After making it through the international boundary Friday afternoon, the confusion of Mexicali confronted me at about 35 miles per hour in near to dusk evening traffic. It was necessary to tune up the intuition quickly because it was obvious there was nothing about that would serve me to park overnight. I took a side street to the west until I realized there was to be nothing there to help me and so I turned around on a side street with the request to find the freeway south.
Behold, an almost unmarked entry point presented itself and I turned down the on-ramp onto the freeway. It seems that even drivers in Mexico can be expected to follow the lanes at least more or less and they do not want to hurt their cars so they nicely avoided a rather slower moving, ugly old van. Off I went with a new sense of observation firmly in place scanning the sides of the road, scanning the cars around me and scanning the landscape for signs that would show me the way to go.
It was so quick through the border that I did not stop at the recommended customs office for a paper map and so I was on my own with the universal intelligence that is in all of us and a few years of driving skills.
I found the main road #5 which leads eventually down most of the west coast of Mexico. I had discovered its name and number on one of my internet cruises a few months ago. Turned out that San Felipe is 198 K from Mexicali (Mexico works on kilometers which are a little more than twice what miles would be: San Felipe is about a 100 miles south.) I had already discovered that the rear gas tank on the van was not working properly, seems the switch in front does not do what it is supposed to do. All this means is that the driving range of the van is about 100 miles on the front tank only.
Would you know it, I had not stopped to exchange money either. No dinero, only dollars! At the rate of traffic, I was cruising this highway headed south seeking as soon as possible just the right place to stop for the night.
It showed up about 30 k down that road where I noticed just the right Pemex station on my right with just the right look to inspire me to pull off the road, observe the general area and assess where to park. I found it, too, just on the south boundary of the station in a wide yard unpaved and vacant of moving vehicles. I turned the van into a sandy area under a flowering tree inviting me to its shade.

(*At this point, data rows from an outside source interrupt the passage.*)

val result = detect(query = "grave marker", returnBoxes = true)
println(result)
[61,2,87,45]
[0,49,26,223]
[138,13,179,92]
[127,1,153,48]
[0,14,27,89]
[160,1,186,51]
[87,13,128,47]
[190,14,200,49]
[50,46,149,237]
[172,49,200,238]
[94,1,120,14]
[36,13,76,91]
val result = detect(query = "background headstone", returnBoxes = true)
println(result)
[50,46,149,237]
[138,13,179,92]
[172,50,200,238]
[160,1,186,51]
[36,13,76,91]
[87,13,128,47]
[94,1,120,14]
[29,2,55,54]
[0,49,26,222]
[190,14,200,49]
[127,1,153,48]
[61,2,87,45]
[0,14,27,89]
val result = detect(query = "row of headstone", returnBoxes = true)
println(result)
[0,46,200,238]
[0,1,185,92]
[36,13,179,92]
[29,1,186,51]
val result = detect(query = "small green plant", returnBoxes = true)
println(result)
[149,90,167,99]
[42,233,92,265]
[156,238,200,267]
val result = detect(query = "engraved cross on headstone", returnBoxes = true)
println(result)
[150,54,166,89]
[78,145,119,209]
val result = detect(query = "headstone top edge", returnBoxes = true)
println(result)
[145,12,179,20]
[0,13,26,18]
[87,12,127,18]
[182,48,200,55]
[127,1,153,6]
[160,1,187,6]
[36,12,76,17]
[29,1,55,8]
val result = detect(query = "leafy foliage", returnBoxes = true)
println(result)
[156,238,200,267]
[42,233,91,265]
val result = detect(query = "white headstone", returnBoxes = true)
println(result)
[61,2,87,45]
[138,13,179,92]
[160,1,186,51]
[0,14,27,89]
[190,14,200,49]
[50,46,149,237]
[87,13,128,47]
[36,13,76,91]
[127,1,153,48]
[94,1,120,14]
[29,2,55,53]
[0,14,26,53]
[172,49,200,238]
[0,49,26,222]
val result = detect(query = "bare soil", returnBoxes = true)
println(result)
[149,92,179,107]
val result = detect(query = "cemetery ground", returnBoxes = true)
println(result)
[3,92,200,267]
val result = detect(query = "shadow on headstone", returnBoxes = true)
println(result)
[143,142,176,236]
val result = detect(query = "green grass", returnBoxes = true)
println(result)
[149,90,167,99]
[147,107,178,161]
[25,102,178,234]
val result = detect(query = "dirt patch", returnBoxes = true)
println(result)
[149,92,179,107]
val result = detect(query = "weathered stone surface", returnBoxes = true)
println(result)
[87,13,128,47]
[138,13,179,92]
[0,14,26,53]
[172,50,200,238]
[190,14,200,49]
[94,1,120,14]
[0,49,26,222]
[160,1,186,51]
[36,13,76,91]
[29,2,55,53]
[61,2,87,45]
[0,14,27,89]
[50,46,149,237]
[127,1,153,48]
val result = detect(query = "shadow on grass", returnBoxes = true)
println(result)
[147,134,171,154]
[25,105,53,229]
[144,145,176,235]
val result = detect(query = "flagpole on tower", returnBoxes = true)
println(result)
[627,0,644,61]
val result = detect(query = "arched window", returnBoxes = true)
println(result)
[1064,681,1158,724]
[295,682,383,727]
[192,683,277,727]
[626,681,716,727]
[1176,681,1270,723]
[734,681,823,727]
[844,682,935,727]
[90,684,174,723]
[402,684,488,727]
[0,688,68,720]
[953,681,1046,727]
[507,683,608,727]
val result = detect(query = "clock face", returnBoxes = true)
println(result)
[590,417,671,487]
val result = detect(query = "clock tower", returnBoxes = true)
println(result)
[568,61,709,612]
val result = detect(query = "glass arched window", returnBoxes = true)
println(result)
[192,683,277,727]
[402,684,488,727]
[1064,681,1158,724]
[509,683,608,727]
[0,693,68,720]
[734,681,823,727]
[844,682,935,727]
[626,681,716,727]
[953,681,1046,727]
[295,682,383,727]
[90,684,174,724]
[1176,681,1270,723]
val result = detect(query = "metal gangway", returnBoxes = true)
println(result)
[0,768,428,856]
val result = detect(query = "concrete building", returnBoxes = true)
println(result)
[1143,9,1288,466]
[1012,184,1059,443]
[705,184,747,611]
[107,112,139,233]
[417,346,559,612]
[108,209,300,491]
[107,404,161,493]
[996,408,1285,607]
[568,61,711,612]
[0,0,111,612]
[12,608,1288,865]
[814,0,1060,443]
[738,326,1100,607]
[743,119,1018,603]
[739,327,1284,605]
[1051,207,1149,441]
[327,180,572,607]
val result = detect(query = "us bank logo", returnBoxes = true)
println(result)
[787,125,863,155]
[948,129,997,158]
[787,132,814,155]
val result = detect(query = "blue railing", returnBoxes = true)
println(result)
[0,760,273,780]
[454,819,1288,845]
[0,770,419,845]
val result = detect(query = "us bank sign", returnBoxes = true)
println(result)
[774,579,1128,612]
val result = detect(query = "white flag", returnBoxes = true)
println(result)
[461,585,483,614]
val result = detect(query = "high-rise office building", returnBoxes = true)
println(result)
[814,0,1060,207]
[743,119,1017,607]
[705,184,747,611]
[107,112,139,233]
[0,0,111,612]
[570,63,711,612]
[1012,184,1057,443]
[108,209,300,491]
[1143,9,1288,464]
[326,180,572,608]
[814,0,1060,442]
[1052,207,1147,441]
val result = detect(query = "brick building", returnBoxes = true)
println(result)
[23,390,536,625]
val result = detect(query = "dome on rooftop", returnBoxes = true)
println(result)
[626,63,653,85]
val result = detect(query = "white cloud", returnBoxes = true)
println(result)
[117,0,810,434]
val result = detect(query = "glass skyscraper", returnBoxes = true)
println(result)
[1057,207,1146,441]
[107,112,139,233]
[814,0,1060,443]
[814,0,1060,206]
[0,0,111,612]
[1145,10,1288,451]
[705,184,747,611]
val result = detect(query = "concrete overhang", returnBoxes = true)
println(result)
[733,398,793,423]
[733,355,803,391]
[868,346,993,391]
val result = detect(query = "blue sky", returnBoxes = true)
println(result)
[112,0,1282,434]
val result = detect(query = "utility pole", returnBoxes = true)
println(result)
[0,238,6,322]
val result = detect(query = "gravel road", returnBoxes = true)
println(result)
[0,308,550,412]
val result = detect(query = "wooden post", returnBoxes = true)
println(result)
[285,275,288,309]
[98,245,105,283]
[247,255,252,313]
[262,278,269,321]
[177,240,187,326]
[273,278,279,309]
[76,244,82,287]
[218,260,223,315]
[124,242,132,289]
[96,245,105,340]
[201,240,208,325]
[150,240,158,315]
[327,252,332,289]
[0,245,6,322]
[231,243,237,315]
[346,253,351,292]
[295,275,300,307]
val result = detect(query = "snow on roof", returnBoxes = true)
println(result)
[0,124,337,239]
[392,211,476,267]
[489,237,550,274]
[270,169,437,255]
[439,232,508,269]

By this time, the sun had been gone for at least 50 minutes and even the last crimson in the sky had paled to a dusky glow over the hills on the westerly side.
Imagine that I was ready for my first sleep in Mexico.
I had taken myself to Trader Joes for the final shop where I collected my favorite yoghurt, a few lemons, tomatoes, a sack of avocados and my swansong indulgence: the ultimate berry pie! Yum, the traveler made a hearty meal and was quite soon comfortably off to dream land in a new country, a new language and a whole new adventure.
I hope you are as ready as I am for more!